Streamfwd.conf parameters
streamfwd.conf configuration file accepts these parameters.
| Parameter | Description | Value type | Default value |
|---|---|---|---|
clientIpSslHashBytes
|
Defines the number of client IP octets to use for SSL processor thread hash algorithm. The minimum value = 0; The maximum value = 4. Applies only if you have _disabled_ useGlobalSSLSessionKeyCache | client IP octets | 2 |
dedicatedCaptureMode
|
Enables dedicated capture mode, which provides support for 10Gbps capture on compatible network interfaces. To enable dedicated capture mode, add dedicatedCaptureMode = 1 to streamfwd.conf
|
boolean | 0 (false) |
duplicatePacketWindow
|
Uses a rolling window to define the number of packets cached in memory. Set this to a value greater than zero to enable automatic de-duplication of network packets. | packets cached in-memory | 0 |
hideCreditCardNumbers
|
Masks credit card numbers. Set to false to show all credit card numbers.
|
boolean | true |
mapSslServers
|
Set to False to disable automatic caching of SSL server certificates to corresponding server's IP addresses. | boolean | true |
maxEventQueueSize
|
Specifies the maximum number of events queued for delivery to Splunk. | events | 10000 |
maxFieldSize
|
Defines maximum size of content field. | bytes | 10240 |
maxPacketQueueSize
|
Defines maximum size for each processing threads' packet queue. Must be a power of 2 for dedicated capture mode. | packets | 262144 |
maxTcpReassemblyPacketCount
|
Specifies the maximum number of TCP packets in reassembly queue per processing thread. | TCP packets | 500000 |
maxTcpSessionCount
|
Specifies the maximum number of concurrent TCP/UDP flows per processing thread. | TCP/UDP flows | 50000 |
pcapBufferSize
|
Specifies the buffer size for each network device. Increase the number of bytes if you see dropped packets. | bytes | 33554432 |
pingInterval
|
Modifies the ping server interval. | seconds | 5 |
processingThreads
|
Specifies the number of threads to use for processing network traffic. | threads | 2 |
sessionKeyTimeout
|
Specifies idle time before SSL session keys expire. | seconds | 3600 |
sslServer
|
Allows directly specify IP addresses/ports targeted for SSL decryption. | ||
streamfwdcapture
|
Restricts data capture to specified network interfaces | ||
tcpConnectionTimeout
|
Specifies idle time before TCP/UDP flows expire. | seconds | 180 |
tcpServer
|
Defines endpoints for TCP servers | ||
useGlobalSSLSessionKeyCache
|
Enables sharing of SSL cache across processing threads. Set to True to share the SSL cache. | boolean | false |
usePacketMemoryPool
|
When set to True, Stream forwarder uses a pool allocator to allot memory for storing network packets. Because the pool allocator does not release unused memory back to the operating system, setting this parameter to true may result in high memory usage. Set to True only when Stream forwarder is running on a dedicated capture server that processes large traffic volumes. | boolean | false |
Note: For a complete list of streamfwd.conf parameters, see streamfwd.conf.spec in $SPLUNK_HOME/etc/apps/Splunk_TA_stream/README.
Common use case examples
You can refer to these examples to help you use streamfwd.conf to configure some common use cases.

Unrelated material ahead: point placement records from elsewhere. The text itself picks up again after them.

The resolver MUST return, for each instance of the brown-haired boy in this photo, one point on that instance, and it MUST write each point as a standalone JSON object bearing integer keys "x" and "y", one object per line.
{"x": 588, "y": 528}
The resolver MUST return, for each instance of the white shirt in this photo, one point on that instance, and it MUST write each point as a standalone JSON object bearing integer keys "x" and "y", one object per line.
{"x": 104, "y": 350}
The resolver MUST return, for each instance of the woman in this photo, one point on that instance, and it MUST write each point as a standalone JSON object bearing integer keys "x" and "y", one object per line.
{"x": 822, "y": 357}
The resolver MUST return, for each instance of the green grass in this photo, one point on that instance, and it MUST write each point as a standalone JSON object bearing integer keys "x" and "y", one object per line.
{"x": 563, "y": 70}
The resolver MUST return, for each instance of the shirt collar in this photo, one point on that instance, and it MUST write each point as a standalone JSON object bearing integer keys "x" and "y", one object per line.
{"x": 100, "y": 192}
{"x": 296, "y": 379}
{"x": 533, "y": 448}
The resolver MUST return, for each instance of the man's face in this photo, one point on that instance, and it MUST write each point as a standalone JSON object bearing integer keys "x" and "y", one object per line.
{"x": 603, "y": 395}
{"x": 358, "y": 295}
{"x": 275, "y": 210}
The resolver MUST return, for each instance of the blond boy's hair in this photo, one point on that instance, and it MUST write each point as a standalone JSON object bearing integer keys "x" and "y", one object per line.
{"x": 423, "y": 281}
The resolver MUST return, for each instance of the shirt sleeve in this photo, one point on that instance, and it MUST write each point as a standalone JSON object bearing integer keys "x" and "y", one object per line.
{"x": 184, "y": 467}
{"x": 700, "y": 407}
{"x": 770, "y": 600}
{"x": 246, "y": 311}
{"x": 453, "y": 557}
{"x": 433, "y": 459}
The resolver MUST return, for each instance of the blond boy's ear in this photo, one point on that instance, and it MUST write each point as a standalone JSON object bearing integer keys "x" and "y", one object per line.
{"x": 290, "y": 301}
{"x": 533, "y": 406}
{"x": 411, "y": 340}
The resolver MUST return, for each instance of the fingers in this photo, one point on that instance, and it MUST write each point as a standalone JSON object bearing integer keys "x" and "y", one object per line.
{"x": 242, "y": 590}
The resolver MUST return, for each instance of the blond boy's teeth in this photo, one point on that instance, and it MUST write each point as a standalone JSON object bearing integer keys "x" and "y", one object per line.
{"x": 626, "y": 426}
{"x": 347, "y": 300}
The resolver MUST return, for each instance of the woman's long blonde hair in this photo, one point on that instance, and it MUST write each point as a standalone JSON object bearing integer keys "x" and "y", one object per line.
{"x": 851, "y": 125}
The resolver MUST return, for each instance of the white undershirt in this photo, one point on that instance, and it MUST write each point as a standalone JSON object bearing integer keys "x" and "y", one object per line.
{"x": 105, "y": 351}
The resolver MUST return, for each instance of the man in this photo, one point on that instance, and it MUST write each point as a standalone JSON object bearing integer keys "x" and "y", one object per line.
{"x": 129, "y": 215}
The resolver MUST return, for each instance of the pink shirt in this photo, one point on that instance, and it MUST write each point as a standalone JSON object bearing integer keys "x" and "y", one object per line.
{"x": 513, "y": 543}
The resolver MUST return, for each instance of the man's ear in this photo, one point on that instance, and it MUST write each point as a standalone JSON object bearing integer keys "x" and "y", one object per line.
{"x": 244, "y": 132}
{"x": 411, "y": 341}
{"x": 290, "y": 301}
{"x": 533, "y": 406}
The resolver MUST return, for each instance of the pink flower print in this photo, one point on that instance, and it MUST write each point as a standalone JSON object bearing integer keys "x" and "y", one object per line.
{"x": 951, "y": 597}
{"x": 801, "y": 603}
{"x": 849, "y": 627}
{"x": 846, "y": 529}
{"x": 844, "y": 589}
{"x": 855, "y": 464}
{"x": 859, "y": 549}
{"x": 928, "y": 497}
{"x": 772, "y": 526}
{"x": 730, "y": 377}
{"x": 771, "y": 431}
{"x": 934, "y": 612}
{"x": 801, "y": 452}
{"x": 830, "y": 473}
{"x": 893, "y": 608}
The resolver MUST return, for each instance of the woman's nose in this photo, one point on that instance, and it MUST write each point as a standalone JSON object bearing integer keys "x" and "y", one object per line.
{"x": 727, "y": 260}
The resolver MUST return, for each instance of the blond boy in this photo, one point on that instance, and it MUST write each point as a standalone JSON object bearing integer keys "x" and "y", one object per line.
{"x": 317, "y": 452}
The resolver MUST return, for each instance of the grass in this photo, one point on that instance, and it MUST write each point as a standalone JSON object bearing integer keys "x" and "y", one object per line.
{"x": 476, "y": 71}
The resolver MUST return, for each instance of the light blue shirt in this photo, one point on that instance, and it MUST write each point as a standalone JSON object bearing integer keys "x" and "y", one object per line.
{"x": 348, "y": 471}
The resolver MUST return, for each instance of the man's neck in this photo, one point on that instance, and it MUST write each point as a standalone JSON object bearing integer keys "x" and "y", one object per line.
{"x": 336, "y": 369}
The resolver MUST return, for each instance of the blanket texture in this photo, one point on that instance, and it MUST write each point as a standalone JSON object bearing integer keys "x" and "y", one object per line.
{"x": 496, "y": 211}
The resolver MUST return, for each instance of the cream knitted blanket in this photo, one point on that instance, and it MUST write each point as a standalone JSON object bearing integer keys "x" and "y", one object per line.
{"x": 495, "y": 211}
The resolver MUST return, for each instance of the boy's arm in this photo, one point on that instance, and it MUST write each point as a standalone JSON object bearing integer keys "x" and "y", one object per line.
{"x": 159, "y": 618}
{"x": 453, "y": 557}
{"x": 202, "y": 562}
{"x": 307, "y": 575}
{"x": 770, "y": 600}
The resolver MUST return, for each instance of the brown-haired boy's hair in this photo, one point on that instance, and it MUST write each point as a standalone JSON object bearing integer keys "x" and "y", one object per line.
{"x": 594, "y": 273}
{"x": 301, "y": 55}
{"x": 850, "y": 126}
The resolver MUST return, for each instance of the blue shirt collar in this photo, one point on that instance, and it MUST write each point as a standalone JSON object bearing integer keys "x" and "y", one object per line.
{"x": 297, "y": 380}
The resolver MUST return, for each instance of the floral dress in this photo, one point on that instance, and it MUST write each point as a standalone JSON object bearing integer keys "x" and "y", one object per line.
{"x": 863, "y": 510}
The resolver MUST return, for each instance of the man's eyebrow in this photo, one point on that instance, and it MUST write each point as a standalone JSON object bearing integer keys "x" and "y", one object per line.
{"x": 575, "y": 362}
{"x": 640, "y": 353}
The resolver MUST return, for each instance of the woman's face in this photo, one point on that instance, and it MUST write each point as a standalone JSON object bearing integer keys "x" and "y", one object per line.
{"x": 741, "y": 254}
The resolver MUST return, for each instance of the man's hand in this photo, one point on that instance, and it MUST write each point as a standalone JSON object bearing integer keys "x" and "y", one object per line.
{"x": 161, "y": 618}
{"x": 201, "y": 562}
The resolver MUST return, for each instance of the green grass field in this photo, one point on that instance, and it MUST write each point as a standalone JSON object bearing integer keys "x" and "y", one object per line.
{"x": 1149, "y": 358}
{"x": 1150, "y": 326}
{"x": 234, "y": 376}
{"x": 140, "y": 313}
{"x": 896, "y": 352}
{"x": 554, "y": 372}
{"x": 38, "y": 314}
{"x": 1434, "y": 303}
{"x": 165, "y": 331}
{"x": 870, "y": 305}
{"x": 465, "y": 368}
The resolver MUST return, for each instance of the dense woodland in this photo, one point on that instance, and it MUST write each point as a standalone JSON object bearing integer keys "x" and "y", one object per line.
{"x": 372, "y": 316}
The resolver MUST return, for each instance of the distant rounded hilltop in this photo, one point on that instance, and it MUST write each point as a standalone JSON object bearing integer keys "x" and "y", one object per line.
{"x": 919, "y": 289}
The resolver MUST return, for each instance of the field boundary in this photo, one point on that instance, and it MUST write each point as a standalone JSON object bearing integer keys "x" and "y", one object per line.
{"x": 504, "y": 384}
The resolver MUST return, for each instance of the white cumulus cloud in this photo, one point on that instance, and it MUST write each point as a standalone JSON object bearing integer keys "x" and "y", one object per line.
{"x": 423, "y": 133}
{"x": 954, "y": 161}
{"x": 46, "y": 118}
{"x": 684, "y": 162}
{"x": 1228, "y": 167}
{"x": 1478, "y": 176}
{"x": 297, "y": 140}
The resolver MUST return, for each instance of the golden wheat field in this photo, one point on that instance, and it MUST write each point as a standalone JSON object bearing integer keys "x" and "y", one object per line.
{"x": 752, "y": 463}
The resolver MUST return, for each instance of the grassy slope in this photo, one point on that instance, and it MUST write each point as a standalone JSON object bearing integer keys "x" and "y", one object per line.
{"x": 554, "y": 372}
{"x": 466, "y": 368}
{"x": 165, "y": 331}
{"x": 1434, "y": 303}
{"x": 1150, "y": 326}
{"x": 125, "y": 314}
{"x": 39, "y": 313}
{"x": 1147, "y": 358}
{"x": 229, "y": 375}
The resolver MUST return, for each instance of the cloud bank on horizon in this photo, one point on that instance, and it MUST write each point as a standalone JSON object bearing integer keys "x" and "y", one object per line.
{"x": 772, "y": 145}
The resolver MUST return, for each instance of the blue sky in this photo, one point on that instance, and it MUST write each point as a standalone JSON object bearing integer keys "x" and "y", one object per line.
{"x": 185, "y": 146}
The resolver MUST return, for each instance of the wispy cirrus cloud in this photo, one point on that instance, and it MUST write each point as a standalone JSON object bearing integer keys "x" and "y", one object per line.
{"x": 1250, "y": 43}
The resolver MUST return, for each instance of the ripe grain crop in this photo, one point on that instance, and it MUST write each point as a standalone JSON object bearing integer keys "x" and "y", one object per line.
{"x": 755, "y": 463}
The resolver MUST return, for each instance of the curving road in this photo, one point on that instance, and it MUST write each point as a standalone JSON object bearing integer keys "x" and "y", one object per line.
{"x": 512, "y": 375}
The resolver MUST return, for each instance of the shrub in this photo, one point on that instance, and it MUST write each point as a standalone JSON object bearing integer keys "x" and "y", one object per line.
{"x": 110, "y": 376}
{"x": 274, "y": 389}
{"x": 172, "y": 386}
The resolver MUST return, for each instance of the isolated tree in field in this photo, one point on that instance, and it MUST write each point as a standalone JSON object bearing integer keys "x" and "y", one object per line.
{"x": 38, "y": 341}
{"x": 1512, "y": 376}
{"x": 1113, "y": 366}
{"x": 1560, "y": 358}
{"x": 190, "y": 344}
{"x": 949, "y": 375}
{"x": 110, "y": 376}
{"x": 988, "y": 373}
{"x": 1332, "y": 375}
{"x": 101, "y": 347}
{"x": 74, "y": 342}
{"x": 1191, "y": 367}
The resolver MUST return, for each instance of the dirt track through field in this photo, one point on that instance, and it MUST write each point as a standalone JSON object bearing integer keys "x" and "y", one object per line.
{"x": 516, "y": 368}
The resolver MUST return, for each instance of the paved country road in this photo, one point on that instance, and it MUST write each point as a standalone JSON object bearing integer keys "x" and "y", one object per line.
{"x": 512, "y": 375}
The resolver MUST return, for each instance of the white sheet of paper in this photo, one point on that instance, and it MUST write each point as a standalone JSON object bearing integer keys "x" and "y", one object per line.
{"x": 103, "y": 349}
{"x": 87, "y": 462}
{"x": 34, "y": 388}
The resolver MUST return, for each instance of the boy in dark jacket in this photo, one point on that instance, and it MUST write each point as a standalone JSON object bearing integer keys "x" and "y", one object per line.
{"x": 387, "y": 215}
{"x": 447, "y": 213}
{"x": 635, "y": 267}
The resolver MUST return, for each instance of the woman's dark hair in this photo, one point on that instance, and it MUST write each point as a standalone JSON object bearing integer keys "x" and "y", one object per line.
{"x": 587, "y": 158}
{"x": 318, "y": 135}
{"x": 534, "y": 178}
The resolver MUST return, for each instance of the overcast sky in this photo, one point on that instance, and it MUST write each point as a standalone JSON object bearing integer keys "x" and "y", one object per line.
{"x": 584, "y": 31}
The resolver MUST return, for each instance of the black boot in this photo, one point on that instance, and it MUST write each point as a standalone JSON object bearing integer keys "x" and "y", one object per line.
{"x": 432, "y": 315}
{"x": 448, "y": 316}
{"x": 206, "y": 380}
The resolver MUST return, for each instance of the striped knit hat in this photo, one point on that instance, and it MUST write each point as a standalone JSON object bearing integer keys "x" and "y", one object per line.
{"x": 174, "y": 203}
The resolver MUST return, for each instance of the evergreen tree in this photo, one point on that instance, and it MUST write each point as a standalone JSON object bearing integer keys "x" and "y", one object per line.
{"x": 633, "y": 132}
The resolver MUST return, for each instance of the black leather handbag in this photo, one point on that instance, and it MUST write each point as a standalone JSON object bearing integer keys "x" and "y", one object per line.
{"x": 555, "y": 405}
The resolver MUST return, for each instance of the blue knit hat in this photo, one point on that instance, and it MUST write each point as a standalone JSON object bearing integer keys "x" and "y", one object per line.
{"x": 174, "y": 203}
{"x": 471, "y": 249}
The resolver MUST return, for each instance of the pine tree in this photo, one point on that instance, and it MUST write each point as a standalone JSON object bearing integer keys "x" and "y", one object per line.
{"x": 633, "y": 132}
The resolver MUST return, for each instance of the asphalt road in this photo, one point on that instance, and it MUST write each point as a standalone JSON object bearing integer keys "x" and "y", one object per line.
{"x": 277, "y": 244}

Use tcpServer to specify endpoints
Stream forwarder automatically detects the client and server endpoints when it captures the beginnings of TCP connections. If it starts capturing traffic after establishing a TCP connection, the Stream forwarder assumes that the sender of the first packet it sees is the client.
You can modify this behavior by editing the tcpServer parameter to define the endpoints of specific TCP servers. If the sender for a packet matches the endpoint, Stream forwarder correctly categorizes it as a server response packet.
Example: Define a Single HTTP server endpoint using tcpServer
tcpServer.N.address = 192.168.1.102 tcpServer.N.port = 80
Example: Define a Wildcard endpoint using tcpServer
tcpServer.<N>.address = 192.168.1.0 tcpServer.<N>.addressWildCard = 255.255.255.0 tcpServer.<N>.port = 80
Use the sslServer parameter to specify encrypted/decrypted traffic
Stream forwarder detects endpoint encryption and attempts to decrypt SSL sessions using the available private keys. You can optionally define the traffic as encrypted by adding sslServer parameters.
sslServer.<N>.address = 192.168.1.102 sslServer.<N>.port = 443
Use streamfwdcapture to specify network interfaces
By default, streamfwd.conf listens for traffic on all available network interfaces. Use the streamfwdcapture parameter to restrict data capture to specific interfaces.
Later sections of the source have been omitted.